Le soir, au salon, ils s’installaient derrière un paravent. M. du Fresnay sommeillait à demi en feuilletant quelque cahier de musique. Mme  du Fresnay s’endormait à moitié sur quelque ouvrage. Le rire clair de Julie ou la forte gaieté de Portebize les réveillait de temps à autre, et ils se félicitaient du regard, avec de petits signes de contentement, de voir ainsi Julie joyeuse, gaie et occupée. Une fois Portebize parti, aux bougies, en montant se coucher, on ne tarissait pas en louanges sur celui qu’on appelait dans la maison du sobriquet familier de « Gros Ami ».
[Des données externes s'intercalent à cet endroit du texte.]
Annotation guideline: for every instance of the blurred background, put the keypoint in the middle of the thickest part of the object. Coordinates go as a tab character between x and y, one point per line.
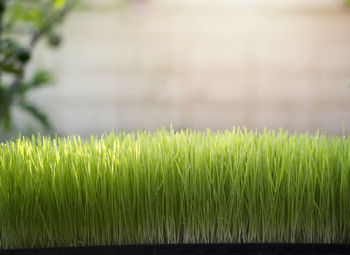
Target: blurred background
196	64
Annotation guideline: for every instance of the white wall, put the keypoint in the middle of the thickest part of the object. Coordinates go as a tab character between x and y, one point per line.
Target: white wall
199	64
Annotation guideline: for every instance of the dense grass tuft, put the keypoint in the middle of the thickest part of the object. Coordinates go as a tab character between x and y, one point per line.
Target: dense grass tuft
175	187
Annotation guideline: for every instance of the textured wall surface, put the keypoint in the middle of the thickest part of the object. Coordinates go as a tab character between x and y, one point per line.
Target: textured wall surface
199	64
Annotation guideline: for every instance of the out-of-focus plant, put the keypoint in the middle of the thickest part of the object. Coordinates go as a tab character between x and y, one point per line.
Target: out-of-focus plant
23	23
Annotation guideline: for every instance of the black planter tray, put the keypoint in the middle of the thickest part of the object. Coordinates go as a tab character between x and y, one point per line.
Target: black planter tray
189	249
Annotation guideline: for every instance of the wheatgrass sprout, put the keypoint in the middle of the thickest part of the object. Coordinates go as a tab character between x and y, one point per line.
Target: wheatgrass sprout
175	187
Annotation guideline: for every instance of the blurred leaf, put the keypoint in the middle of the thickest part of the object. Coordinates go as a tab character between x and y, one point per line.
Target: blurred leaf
10	69
60	3
36	113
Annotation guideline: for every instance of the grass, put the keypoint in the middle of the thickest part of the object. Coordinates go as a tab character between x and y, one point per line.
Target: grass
175	187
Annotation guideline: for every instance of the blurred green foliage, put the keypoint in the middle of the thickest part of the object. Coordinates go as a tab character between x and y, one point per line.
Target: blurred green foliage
23	23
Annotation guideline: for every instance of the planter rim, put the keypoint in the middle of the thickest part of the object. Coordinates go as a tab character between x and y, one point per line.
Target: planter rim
190	249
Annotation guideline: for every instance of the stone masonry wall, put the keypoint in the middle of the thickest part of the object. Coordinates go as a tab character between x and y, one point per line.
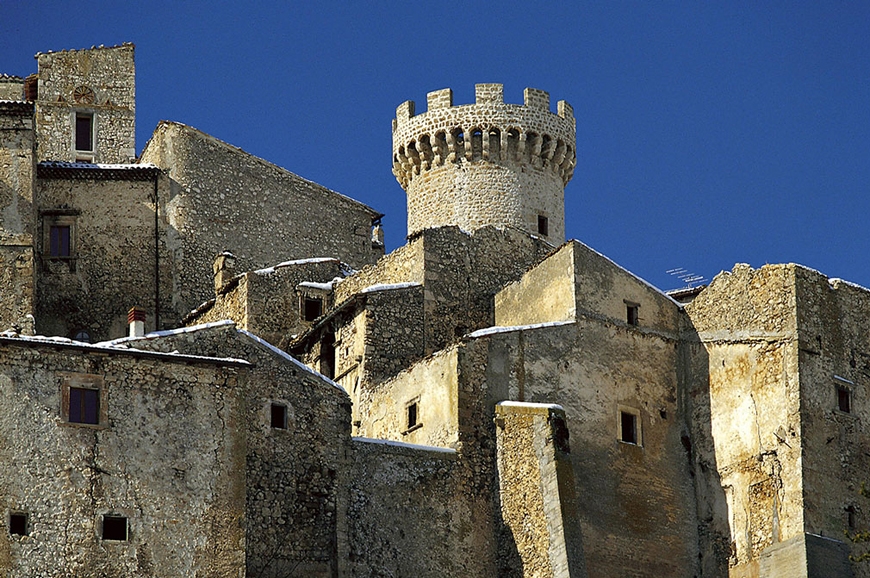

Gros Ami n’avait point en lui l’étoffe d’un amant transi et langoureux, de ceux qui soupirent, implorent, supplient, se lamentent ; il avait la corruption large et active. Il discourait peu de sentiments et ne se perdait guère en subtilités ; bien au contraire, net et salé, presque cru même, si bien que par lui Julie se familiarisait moins avec les vapeurs de l’amour qu’avec ses réalités.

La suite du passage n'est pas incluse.